Jak dobierać żakiety?
Jeden sprawdzony model
Jeżeli w marynarkach chodzimy bardzo rzadko i potrzebujemy w zasadzie tylko jednego żakietu na wszystkie okazje, najlepszy będzie zakup klasycznego fasonu. Prosty krój, wcięcie w talii, nieduże klapy, długość do połowy bioder – taki model jest zawsze na czasie, pasuje do spodni i spódnicy, jest odpowiedni na każdą okazję. Wybierajmy przy tym dobry gatunkowo materiał, tak by żakiet zawsze wyglądał idealnie.
Kolor takiej uniwersalnej marynarki powinien być neutralny i stonowany. Dobre będą odcienie szarości, ładnie komponujące się z innymi kolorami, albo beże. Czarny żakiet również się sprawdzi, tyle że jest to kolor poważny, co prezentuje się niezbyt korzystnie przy swobodniejszym ubiorze. Czerń sprawdzi się raczej wtedy, gdy na co dzień nosimy się w ciemnych barwach. Przy bardziej zróżnicowanej kolorystycznie garderobie lepsze będą szarości.

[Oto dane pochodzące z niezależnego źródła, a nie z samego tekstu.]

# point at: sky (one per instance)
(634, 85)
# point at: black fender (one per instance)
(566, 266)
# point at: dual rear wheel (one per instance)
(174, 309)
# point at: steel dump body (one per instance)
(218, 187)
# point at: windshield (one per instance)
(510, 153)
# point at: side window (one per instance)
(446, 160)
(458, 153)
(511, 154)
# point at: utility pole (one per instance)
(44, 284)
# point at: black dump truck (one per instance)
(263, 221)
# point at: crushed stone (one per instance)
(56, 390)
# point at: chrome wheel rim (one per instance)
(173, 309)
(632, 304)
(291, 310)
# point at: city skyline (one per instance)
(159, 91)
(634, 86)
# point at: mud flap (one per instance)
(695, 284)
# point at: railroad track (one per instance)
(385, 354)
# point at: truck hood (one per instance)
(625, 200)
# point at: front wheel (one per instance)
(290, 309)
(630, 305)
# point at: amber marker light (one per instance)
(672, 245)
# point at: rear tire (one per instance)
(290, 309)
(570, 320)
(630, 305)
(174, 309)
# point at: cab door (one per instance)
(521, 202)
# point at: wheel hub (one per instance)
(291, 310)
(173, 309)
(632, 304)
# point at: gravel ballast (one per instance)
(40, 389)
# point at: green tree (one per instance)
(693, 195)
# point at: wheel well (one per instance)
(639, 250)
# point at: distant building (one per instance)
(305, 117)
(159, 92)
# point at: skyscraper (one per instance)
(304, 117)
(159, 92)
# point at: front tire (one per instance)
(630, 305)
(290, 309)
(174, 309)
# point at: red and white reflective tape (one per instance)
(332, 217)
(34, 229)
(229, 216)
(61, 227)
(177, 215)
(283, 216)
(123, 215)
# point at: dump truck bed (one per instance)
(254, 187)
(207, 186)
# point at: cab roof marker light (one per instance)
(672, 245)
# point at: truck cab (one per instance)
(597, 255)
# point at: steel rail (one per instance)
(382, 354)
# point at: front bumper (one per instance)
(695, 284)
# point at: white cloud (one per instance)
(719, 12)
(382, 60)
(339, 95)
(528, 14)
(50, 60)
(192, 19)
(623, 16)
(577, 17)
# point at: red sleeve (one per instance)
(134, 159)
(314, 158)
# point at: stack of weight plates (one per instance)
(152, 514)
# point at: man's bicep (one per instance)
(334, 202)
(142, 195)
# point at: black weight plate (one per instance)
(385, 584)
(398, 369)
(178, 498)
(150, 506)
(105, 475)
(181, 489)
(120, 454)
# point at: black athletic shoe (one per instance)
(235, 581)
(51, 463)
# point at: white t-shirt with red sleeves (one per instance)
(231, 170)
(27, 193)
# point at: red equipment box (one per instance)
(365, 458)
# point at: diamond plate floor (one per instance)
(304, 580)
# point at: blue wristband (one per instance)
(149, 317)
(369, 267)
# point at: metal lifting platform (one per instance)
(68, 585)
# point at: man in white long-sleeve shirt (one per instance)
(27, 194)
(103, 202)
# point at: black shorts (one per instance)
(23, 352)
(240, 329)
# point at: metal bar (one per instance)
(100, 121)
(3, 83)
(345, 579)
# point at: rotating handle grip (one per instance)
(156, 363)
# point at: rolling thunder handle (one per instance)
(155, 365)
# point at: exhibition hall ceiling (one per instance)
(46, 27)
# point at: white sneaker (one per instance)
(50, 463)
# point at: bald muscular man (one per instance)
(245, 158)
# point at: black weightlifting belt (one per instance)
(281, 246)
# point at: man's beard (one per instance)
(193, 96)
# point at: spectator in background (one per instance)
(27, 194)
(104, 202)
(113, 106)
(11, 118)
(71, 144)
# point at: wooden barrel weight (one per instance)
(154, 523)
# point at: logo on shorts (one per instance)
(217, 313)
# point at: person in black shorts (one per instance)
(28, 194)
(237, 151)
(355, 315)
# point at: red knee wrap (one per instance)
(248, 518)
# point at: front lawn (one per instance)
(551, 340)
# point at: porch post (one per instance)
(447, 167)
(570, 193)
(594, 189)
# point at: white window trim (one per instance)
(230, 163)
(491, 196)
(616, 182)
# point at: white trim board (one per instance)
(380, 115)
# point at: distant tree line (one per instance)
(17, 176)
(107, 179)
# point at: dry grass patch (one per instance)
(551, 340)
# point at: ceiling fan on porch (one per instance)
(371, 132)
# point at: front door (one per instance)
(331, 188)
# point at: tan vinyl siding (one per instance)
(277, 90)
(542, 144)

Jak dobieramy rozmiar żakietu?
Żakiet kupujemy w tym rozmiarze, w jakim są nasze ubrania. Marynarkę oczywiście zawsze przymierzamy i sprawdzamy, czy faktycznie idealnie na nas leży. W klasycznym żakiecie rękawy powinny zasłaniać nam nadgarstki. Zapięta marynarka ma być dopasowana na całej swojej długości. Panie z dużym biustem powinny wybierać marynarki, które są dostatecznie szerokie w tej części, a jeśli dolna część żakietu jest za szeroka, można ją zwęzić w zakładzie krawieckim – w drugą stronę raczej trudno będzie dokonać poprawek, a rozchodząca się na biuście marynarka jest daleka od elegancji.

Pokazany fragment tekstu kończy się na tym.